A junior who has served on the Student Association Senate this year announced his campaign for executive vice president Thursday, running on a platform that prioritizes creating healthier dining options for students.
Sen. Casey Syron, CCAS-U, said the focus of his campaign could come at an opportune time as the University’s contract with its food provider, Sodexo, will expire in 2016.
He said he would work with organizations like the Food Justice Alliance and the Urban Food Task Force to lobby for healthier food options and making those meals more affordable.
Syron would look to implement a swipe system for dining, similar to those used in colleges across the country, where students are charged one fee for eating from a GW vendor instead of paying by the weight of their food.
“I view the nutritional needs of someone who is 5’6″ as vastly different than someone who’s an athlete and 6’5″,” he said. “I don’t really think it’s fair to students that they should pay the same tuition prices or be allotted the same amount of J Street money, or GWorld money for that matter, but also pay the same amount but not necessarily eat the same amount.”
He joins two other executive vice presidential candidates — sophomores Carlo Wood and Spencer Perry — four weeks before the election. That makes him the oldest candidate to run for the SA’s No. 2 post, in which, aside from advocating for student needs, he would lead the SA Senate.
As executive vice president, Syron said he would also try to allow students to utilize free counseling sessions at any point during their college careers. The University allots students six free sessions a year, which comes to 24 free sessions if they complete their degrees in four years.
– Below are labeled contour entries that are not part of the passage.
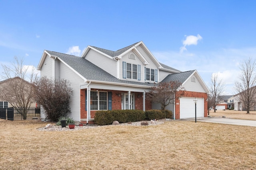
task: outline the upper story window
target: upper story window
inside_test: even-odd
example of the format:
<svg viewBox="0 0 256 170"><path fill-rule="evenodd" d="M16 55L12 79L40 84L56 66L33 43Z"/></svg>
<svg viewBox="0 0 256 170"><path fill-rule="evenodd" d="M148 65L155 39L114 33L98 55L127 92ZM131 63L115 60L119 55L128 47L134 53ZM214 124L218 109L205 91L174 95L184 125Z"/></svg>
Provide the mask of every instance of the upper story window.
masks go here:
<svg viewBox="0 0 256 170"><path fill-rule="evenodd" d="M156 71L155 69L148 68L146 68L146 80L155 81L156 80Z"/></svg>
<svg viewBox="0 0 256 170"><path fill-rule="evenodd" d="M107 110L107 93L91 91L91 110Z"/></svg>
<svg viewBox="0 0 256 170"><path fill-rule="evenodd" d="M137 80L137 65L130 63L127 64L127 78Z"/></svg>
<svg viewBox="0 0 256 170"><path fill-rule="evenodd" d="M8 108L8 102L0 102L0 109Z"/></svg>
<svg viewBox="0 0 256 170"><path fill-rule="evenodd" d="M123 61L123 78L140 80L140 65Z"/></svg>

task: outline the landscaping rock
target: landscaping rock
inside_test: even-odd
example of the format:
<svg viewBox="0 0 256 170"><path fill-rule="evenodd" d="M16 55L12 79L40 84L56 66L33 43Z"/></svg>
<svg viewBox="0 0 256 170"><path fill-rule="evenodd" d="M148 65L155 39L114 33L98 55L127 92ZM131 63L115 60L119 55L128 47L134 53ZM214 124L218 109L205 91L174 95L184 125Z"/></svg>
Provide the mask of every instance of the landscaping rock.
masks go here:
<svg viewBox="0 0 256 170"><path fill-rule="evenodd" d="M48 129L50 128L52 128L52 127L53 127L52 125L51 125L50 124L48 124L47 125L45 126L44 129Z"/></svg>
<svg viewBox="0 0 256 170"><path fill-rule="evenodd" d="M118 122L118 121L116 120L114 121L112 123L112 125L119 125L120 124L120 123L119 123L119 122Z"/></svg>
<svg viewBox="0 0 256 170"><path fill-rule="evenodd" d="M153 120L150 120L150 123L154 125L156 124L156 122Z"/></svg>

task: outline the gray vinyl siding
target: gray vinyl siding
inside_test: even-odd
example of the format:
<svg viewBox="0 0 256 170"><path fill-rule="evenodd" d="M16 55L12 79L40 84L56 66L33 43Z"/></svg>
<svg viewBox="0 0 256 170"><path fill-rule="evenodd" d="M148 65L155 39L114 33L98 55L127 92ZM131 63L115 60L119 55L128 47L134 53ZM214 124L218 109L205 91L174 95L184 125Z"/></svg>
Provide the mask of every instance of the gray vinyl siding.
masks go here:
<svg viewBox="0 0 256 170"><path fill-rule="evenodd" d="M60 63L60 78L67 80L71 83L73 94L70 97L69 116L75 121L80 121L80 84L84 80L62 63Z"/></svg>
<svg viewBox="0 0 256 170"><path fill-rule="evenodd" d="M90 49L85 57L90 62L117 78L117 62L95 51Z"/></svg>
<svg viewBox="0 0 256 170"><path fill-rule="evenodd" d="M52 78L53 59L47 55L41 68L41 77L46 77Z"/></svg>
<svg viewBox="0 0 256 170"><path fill-rule="evenodd" d="M53 78L52 62L53 60L47 55L45 58L44 63L41 68L41 77L47 77L48 78ZM42 107L41 107L41 118L45 118L44 110Z"/></svg>
<svg viewBox="0 0 256 170"><path fill-rule="evenodd" d="M171 104L167 106L166 109L168 110L170 110L172 112L172 119L174 119L174 104ZM152 102L152 109L161 110L161 105L158 103Z"/></svg>
<svg viewBox="0 0 256 170"><path fill-rule="evenodd" d="M161 82L162 80L164 80L164 78L165 78L166 76L168 75L169 74L170 74L172 73L170 72L168 72L167 71L163 71L162 70L159 70L159 82Z"/></svg>
<svg viewBox="0 0 256 170"><path fill-rule="evenodd" d="M129 56L130 54L133 54L135 56L135 60L129 58ZM137 65L140 65L140 80L139 81L137 80L137 81L141 82L144 82L144 66L143 63L141 61L141 60L140 60L137 55L136 55L136 54L135 54L135 53L134 53L133 51L132 51L130 53L128 53L122 56L122 59L119 61L119 75L120 75L120 79L136 81L136 80L134 79L123 78L123 61L126 62L126 64L128 63L137 64Z"/></svg>
<svg viewBox="0 0 256 170"><path fill-rule="evenodd" d="M196 82L193 82L191 81L192 77L194 77L196 79ZM190 92L196 92L205 93L205 90L201 85L200 82L198 81L196 77L193 75L187 80L183 85L186 91Z"/></svg>
<svg viewBox="0 0 256 170"><path fill-rule="evenodd" d="M60 80L60 61L58 59L54 60L55 62L55 80Z"/></svg>
<svg viewBox="0 0 256 170"><path fill-rule="evenodd" d="M144 67L146 67L146 68L148 68L158 70L158 68L156 66L156 65L155 63L152 61L152 60L151 59L151 58L148 56L148 53L144 50L144 49L140 46L140 45L137 46L136 47L136 48L137 48L137 49L140 53L140 54L141 54L142 56L143 56L144 58L148 63L148 64L146 65L146 66L144 66ZM143 70L144 70L144 68L143 68ZM158 71L157 72L158 72L158 78L159 80L159 70L158 70ZM143 73L142 74L143 76L142 76L142 77L143 77L143 80L145 80L144 76L145 76L145 75L144 75L145 74L144 72L144 71L142 73Z"/></svg>

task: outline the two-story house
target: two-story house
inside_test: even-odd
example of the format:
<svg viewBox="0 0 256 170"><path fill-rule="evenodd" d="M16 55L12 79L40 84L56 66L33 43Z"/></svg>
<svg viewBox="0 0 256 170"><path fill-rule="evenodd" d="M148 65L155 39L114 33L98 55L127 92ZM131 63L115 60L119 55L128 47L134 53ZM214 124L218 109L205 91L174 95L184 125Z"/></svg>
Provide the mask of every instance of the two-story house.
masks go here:
<svg viewBox="0 0 256 170"><path fill-rule="evenodd" d="M45 50L38 69L41 77L70 83L74 92L69 116L76 121L93 121L97 110L159 109L146 94L165 81L178 81L186 90L167 107L175 113L173 118L194 117L195 98L197 116L207 115L209 90L198 72L182 72L160 63L142 41L115 51L88 46L81 57Z"/></svg>

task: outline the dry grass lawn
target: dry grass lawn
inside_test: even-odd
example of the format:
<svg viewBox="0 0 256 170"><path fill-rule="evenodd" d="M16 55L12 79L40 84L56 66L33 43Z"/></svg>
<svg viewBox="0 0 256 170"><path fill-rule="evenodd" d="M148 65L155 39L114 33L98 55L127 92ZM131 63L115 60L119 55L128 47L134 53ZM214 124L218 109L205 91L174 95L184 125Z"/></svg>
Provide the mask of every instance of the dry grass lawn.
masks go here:
<svg viewBox="0 0 256 170"><path fill-rule="evenodd" d="M210 112L210 115L215 117L225 116L230 119L256 120L256 111L250 111L250 113L247 114L246 111L216 110L216 113L214 113L213 110L211 110Z"/></svg>
<svg viewBox="0 0 256 170"><path fill-rule="evenodd" d="M0 169L256 169L256 127L185 121L38 131L0 121Z"/></svg>

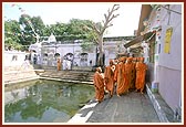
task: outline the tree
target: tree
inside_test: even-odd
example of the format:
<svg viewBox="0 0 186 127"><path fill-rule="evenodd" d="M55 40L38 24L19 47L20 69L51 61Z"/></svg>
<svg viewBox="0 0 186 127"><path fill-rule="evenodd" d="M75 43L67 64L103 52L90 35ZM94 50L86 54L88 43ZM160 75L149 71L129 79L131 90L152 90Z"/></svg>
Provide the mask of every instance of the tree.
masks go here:
<svg viewBox="0 0 186 127"><path fill-rule="evenodd" d="M112 9L107 10L107 14L104 14L104 21L103 21L103 25L101 23L93 23L92 24L92 29L95 31L96 33L96 42L99 44L99 59L97 59L97 65L99 66L103 66L104 65L104 53L103 53L103 34L105 32L105 30L110 27L112 27L113 24L111 23L111 21L118 17L118 14L114 14L114 12L116 10L120 9L120 4L114 4L112 7Z"/></svg>
<svg viewBox="0 0 186 127"><path fill-rule="evenodd" d="M4 46L21 50L21 29L19 22L9 20L4 22Z"/></svg>
<svg viewBox="0 0 186 127"><path fill-rule="evenodd" d="M44 34L44 23L40 17L31 18L29 14L22 14L19 19L22 27L22 44L29 45L39 41L39 38Z"/></svg>

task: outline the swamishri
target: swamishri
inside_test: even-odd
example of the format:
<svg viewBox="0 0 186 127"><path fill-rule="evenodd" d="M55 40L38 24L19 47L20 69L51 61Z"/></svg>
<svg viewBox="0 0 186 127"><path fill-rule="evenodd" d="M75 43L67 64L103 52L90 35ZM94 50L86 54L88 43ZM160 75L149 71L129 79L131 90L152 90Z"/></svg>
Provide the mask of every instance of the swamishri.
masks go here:
<svg viewBox="0 0 186 127"><path fill-rule="evenodd" d="M61 71L61 60L60 59L56 60L56 70Z"/></svg>
<svg viewBox="0 0 186 127"><path fill-rule="evenodd" d="M126 61L125 56L118 59L118 64L116 65L114 81L116 82L116 94L120 97L124 93L125 86L125 71L124 71L124 63Z"/></svg>
<svg viewBox="0 0 186 127"><path fill-rule="evenodd" d="M132 61L133 61L133 57L127 57L126 63L125 63L125 74L126 74L125 92L127 93L128 93L128 89L133 87L132 77L133 77L134 64L132 63Z"/></svg>
<svg viewBox="0 0 186 127"><path fill-rule="evenodd" d="M110 97L112 97L114 94L114 62L113 60L110 60L110 65L105 67L104 72L105 89L108 92Z"/></svg>
<svg viewBox="0 0 186 127"><path fill-rule="evenodd" d="M135 83L136 92L141 91L141 93L143 94L145 86L145 75L147 70L147 65L144 63L144 57L140 59L140 62L136 63L135 68L136 68L136 83Z"/></svg>

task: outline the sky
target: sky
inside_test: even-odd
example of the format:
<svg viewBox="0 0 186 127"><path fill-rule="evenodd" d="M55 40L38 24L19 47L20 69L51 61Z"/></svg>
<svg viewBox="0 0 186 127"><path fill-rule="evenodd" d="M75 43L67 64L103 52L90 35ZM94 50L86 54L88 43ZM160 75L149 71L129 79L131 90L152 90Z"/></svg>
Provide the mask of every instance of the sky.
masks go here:
<svg viewBox="0 0 186 127"><path fill-rule="evenodd" d="M104 36L134 35L134 30L138 29L141 3L116 3L120 9L114 13L120 15L113 19L113 27L107 29ZM71 19L101 22L113 4L114 2L3 2L2 15L4 20L19 20L20 15L25 13L41 17L44 24L68 23Z"/></svg>

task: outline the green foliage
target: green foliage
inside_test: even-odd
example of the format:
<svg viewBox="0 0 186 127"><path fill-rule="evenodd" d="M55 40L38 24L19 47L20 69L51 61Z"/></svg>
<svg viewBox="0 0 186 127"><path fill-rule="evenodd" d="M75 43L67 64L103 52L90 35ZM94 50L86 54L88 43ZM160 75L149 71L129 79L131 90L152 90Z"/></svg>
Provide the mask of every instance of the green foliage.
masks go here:
<svg viewBox="0 0 186 127"><path fill-rule="evenodd" d="M97 40L97 34L92 28L93 23L90 20L71 19L68 23L56 22L55 24L44 25L40 17L22 14L19 22L14 20L6 21L4 43L6 46L13 46L17 50L21 50L25 45L35 43L37 34L40 35L40 41L42 41L46 40L53 33L56 41L73 42L75 40L83 40L82 47L87 50Z"/></svg>

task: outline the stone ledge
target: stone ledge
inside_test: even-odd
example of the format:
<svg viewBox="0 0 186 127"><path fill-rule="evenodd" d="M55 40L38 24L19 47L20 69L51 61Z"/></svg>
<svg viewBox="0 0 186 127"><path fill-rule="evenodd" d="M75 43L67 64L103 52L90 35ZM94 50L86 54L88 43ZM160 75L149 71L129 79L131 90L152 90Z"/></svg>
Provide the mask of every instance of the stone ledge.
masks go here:
<svg viewBox="0 0 186 127"><path fill-rule="evenodd" d="M162 100L162 102L164 102L164 105L161 103L158 95L153 94L147 84L146 84L146 91L147 91L147 95L154 106L154 109L156 110L156 113L158 115L159 120L162 123L173 123L174 121L173 120L173 116L174 116L173 110L168 106L166 106L166 103L164 100ZM166 110L169 112L168 114L166 113L165 108L166 108ZM172 118L168 118L167 115Z"/></svg>

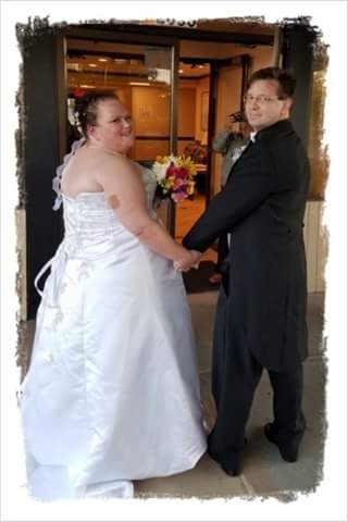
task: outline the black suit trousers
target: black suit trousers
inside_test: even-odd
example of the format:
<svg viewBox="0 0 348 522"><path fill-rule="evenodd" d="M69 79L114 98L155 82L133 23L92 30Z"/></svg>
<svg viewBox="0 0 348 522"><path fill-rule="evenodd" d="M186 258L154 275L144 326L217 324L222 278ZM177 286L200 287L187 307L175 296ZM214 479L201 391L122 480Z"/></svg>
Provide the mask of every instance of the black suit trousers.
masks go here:
<svg viewBox="0 0 348 522"><path fill-rule="evenodd" d="M246 346L240 325L226 324L228 298L221 289L214 327L212 393L216 420L209 450L228 465L245 445L245 428L263 366ZM284 443L304 430L302 364L290 372L268 371L273 389L272 433Z"/></svg>

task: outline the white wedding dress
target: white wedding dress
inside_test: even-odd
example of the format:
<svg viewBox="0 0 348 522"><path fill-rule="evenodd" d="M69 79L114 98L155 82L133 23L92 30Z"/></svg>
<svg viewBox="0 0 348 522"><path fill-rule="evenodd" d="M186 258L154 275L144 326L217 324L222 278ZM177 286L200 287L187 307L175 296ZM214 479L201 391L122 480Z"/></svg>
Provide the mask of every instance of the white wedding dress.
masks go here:
<svg viewBox="0 0 348 522"><path fill-rule="evenodd" d="M63 203L21 395L28 487L40 499L132 497L133 480L189 470L206 451L190 311L172 262L103 192Z"/></svg>

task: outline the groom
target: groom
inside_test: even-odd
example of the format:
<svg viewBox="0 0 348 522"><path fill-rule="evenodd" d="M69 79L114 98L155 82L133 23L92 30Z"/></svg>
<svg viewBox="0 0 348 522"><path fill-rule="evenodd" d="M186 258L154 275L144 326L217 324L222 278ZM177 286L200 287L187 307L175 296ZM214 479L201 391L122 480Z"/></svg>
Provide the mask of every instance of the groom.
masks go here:
<svg viewBox="0 0 348 522"><path fill-rule="evenodd" d="M295 78L256 71L245 112L253 133L224 189L185 236L197 259L231 234L228 265L216 308L212 391L215 425L209 453L228 475L241 470L245 427L266 369L274 421L264 426L282 458L295 462L306 422L302 360L307 356L307 275L302 222L309 162L289 121Z"/></svg>

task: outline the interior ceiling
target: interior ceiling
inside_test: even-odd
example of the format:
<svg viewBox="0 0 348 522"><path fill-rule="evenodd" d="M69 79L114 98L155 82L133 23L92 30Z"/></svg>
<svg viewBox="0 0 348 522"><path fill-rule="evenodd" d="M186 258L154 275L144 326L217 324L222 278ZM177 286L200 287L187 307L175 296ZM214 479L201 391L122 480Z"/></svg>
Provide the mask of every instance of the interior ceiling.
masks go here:
<svg viewBox="0 0 348 522"><path fill-rule="evenodd" d="M263 23L261 17L198 20L196 28L223 33L243 33L254 35L273 35L274 25Z"/></svg>
<svg viewBox="0 0 348 522"><path fill-rule="evenodd" d="M150 23L150 21L148 22ZM235 18L200 20L197 22L196 28L217 33L274 34L274 26L261 24L260 22L236 22ZM232 55L248 53L250 47L254 48L256 46L220 41L181 40L181 59L186 60L185 63L183 61L179 62L179 77L183 79L202 78L210 73L209 60L226 59ZM152 67L151 71L148 60L151 51L156 53L159 51L158 48L113 41L67 38L66 49L66 67L69 86L71 88L76 88L80 85L89 85L91 88L92 86L100 88L102 85L116 88L121 84L124 85L134 80L149 80L152 83L160 80L161 75L156 78L156 67ZM160 67L170 70L171 53L165 48L162 53L162 65ZM187 59L191 59L191 63ZM206 63L204 59L207 60ZM153 74L153 77L151 77L151 74Z"/></svg>

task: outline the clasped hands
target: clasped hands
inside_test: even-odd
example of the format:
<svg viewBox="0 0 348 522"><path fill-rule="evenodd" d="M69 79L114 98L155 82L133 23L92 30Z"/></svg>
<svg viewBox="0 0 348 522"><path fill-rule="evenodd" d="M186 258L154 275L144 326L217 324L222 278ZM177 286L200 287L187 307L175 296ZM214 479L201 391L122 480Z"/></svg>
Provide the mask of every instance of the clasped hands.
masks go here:
<svg viewBox="0 0 348 522"><path fill-rule="evenodd" d="M198 269L202 252L198 250L186 250L187 256L179 261L174 261L174 269L176 272L188 272L190 269Z"/></svg>

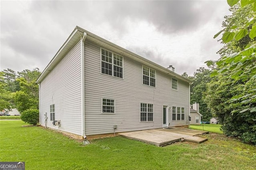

He said students should be able to use those 24 sessions whenever they need them, instead of having to portion them across the years they plan to be on campus.
“I think the University needs to take a more holistic approach to everything, and right now we need more to focus on mental health,” he said.
The political science major said he will also work with administrators to expand the boundaries for 4-RIDE, although he is not sure by how much or in which areas. He said he would meet representatives from GW and D.C. police to determine which areas around campus are the most dangerous at night and make sure 4-RIDE services them.
“It’s not fair for the students who can’t afford to live on campus or live near Foggy Bottom to have to worry about walking home at 2 a.m. after they finish a paper in Gelman,” Syron said.
Syron said he will also focus on implementing mandatory sexual violence education for GW students. He was one of 11 senators who co-sponsored a bill about the issue that passed the SA Senate on Monday. The measure will put whether the University should create required sexual violence education training at Colonial Inauguration to a student-wide vote on next month’s ballot.
Like the other candidates so far, Syron is established on campus. This fall, his fraternity, Delta Tau Delta, raised $24,000 through its philanthropy to help cover medical expenses for Syron’s father, who was fighting cancer for the fourth time. His father died earlier this year.
The Illinois native is his fraternity’s treasurer, as well as a member of Allied in Pride and the College Republicans. In the past, he has participated in the Fourteenth Grade Players and the GW Taekwondo Club. He said he is one level away from receiving his black belt.
Syron was a child actor, working as what he called a “husky” model for Gap Kids and playing a bully to Jason Segel’s character in a failed Billy Madison sequel. He will return to the screen as an extra in the third season of “House of Cards,” which will be released Friday.
He said his time on the SA Senate has taught him how to best work with other senators, a skill he would need as the body’s leader. Syron said he would aim to see more major legislation come out of the senate instead of resolutions that tack onto initiatives already launched by the SA president.
Executive Vice President Avra Bossov has called for more organization and preparation among senators this year after several meetings spiraled into confusion and sometimes hostile debates.
“If elected, I’d be largely focused on trying to make the SA Senate more functional because when it’s functional, we can truly do great things for the student body,” he said.